Member of the State Duma for Moscow
- Incumbent
- Assumed office 12 October 2021
- Preceded by: Yelena Panina
- Constituency: Nagatinsky (No. 201)

Personal details
- Born: 25 March 1968 (age 58) Moscow, RSFSR, USSR
- Party: United Russia
- Education: Moscow State University (Ph.D.)

= Svetlana Razvorotneva =

Russian politician

Svetlana Razvorotneva (Светлана Викторовна Разворотнева; born March 25, 1968, Moscow) is a Russian political figure and a deputy of the 8th State Duma. In 1992, she was granted a Candidate of Sciences in Political Sciences degree.

From 1992 to 1995, Razvorotneva worked as a laboratory assistant and junior scientist at the Institute for US and Canadian Studies. From 1995 to 2003, she was an independent consultant in the field of public relations and election technologies. In 2003–2004, she headed press services of the People's Party of the Russian Federation.
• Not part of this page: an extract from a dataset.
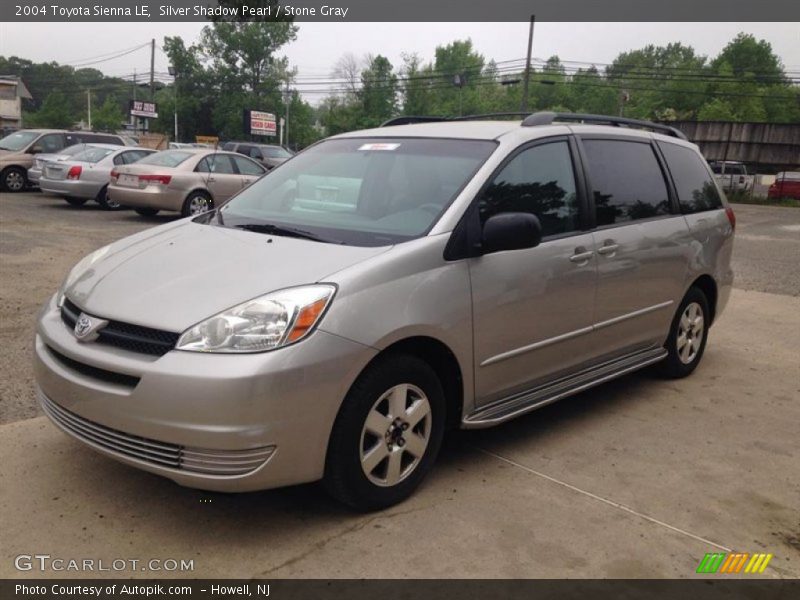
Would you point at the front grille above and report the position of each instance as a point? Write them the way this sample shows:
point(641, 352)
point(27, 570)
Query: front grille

From 2010 to 2014, Razvorotneva was a member of the Civic Chamber of the Russian Federation of the 3rd and 4th convocations. From 2012 to 2021, she was an executive director of the National Center for Public Control in the Sphere of Housing and Communal Services "ZhKH Control".

Since September 2021, she has served as deputy of the 8th State Duma.

== Sanctions ==

She is sanctioned by the United Kingdom from 11 March 2022 in relation to Russia's actions in Ukraine.